A diferencia de ellos, Menem careció de discurso moralizante, privatizó el gobierno y se apoyó en el mercado. En el caso de Alfonsín, la gestión estuvo marcada por la contradicción épica entre democracia y dictadura y supo interpretar la demanda de libertad e instituciones que atravesaba a la sociedad. Con esa impronta, la cuestión económica quedó en segundo plano y cuando emergió con dramatismo no alcanzaron los esfuerzos del Gobierno para torcer el destino cíclico del país: el agotamiento del frente EXTERNO, la hiperinflación, la recesión y la protesta social obligaron a una entrega anticipada del poder. Eran épocas -y éste es un dato crucial- en que las condiciones internacionales desfavorecían netamente a la Argentina.

Cuando llegó el kirchnerismo la situación económica era extremadamente grave, pero a la vez más prometedora. El país había estallado al cabo de una crisis terminal que combinó expropiación de ahorros, recesión, desocupación, violencia y quebranto del Estado.

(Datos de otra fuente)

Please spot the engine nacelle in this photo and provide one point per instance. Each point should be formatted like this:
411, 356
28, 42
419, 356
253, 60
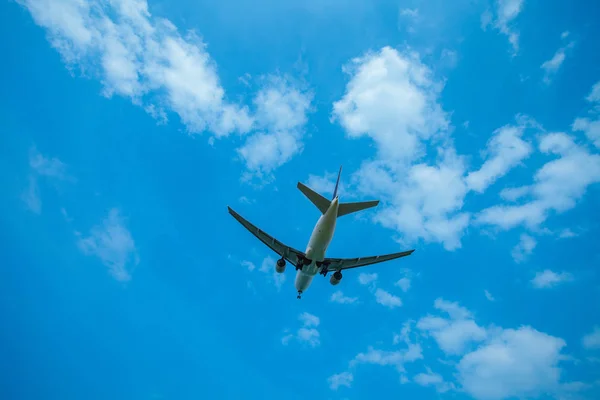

Sin embargo, a los pocos meses el boom de las commodities y la renegociación de la deuda cambiaron las condiciones. Aprovechando la lluvia de dólares del comercio exterior sobre una economía devastada, demandante de empleo, ingresos y consumo, con instalaciones ociosas y deudores EXTERNOs atomizados, la audacia política de Néstor Kirchner sacó al país del abismo. Pero los objetivos del santacruceño fueron más allá. No se trataba sólo de restañar la economía, era preciso sacudir la memoria y reescribir la historia. Numerosos testimonios aseguran que a Kirchner no le importaban los derechos humanos, pero, en tal caso, los utilizó con gran eficacia. A ellos fue sensible una clase media informada, cerrando de ese modo un círculo virtuoso. La suma de trabajo, consumo y derechos humanos fue irresistible y conformó a diversos segmentos de la sociedad.

Podría decirse que Alfonsín y Kirchner, con diferencias de estilo y época, fueron líderes populares cuya meta consistió en redistribuir bienes económicos y simbólicos, obteniendo por ello un rédito electoral. La herramienta para hacerlo fue el Estado; el destinatario, la sociedad, y el contrincante, las corporaciones. Los alegatos de Alfonsín ante la Sociedad Rural y en algún púlpito, y el discurso de Kirchner en la ESMA, en marzo de 2004, poseen ese sello. También las políticas sociales de sus gobiernos siguieron parámetros parecidos. Hasta aquí las similitudes. El alfonsinismo permaneció apegado a las reglas constitucionales, sin descartar sueños de perpetuación, pero evitó poner las instituciones en función del proyecto político. El kirchnerismo hizo un aporte inicial a la calidad institucional, nombrando una nueva y mejor Corte Suprema. Luego avanzó hacia la colonización de los otros poderes del Estado, el desmonte de los organismos de control, el fomento del capitalismo de amigos y la corrupción sistémica, que envuelve hoy a notorios funcionarios.

El final del kirchnerismo invita a confrontar los fines que se propuso con los medios que empleó. La pretensión emancipatoria que signó su relato torna lógico ese examen, del que no pueden darse aquí más que indicaciones. Si se interpreta, con el riesgo de generalizar, que los principales fines proclamados del régimen fueron la redistribución de la riqueza, la inclusión social y el enjuiciamiento de los militares de la dictadura, los logros resultan ambivalentes. Mejoró el reparto, pero ahora está en fase de reversión; la desigualdad es menor que hace 10 años y considerablemente más baja que en la década del 90, aunque la inflación, el deterioro salarial y la potencial pérdida de puestos de trabajo, hoy en curso, ponen en riesgo ese logro. Por último, se reabrieron los juicios a los militares, pero en el medio se incurrió en notorias injusticias y hemiplejías. Y, aún más grave, se promovió a la máxima jefatura a un oficial acusado de participar en la represión ilegal, lo que habla de hipocresía más que de convicciones. Ante estos resultados uno está tentado a concluir lo mismo que el politólogo Fabián Bosoer, que tituló irónicamente su columna, publicada esta semana en el periódico El Estadista: "El kirchnerismo, una revolución... ¿de 360°?"

Pensando en el debate futuro, ya no en el pasado, podría acordarse que el ideal de los gobiernos populares es redistribuir el ingreso y achicar la desigualdad, con impuestos progresivos y políticas sociales activas. Es el programa implícito del peronismo y el panradicalismo. Y supone la receta correcta, pues hacia allí marcha el mundo. El problema es la baja calidad de los instrumentos en relación con los propósitos. La incongruencia entre medios y fines, alienante para la sociedad. El Estado maltrecho que deja el kirchnerismo, plagado de corrupción y clientelas, resulta la expresión más cabal de algo que sabe el sentido común: no existen fines nobles si los medios son espurios.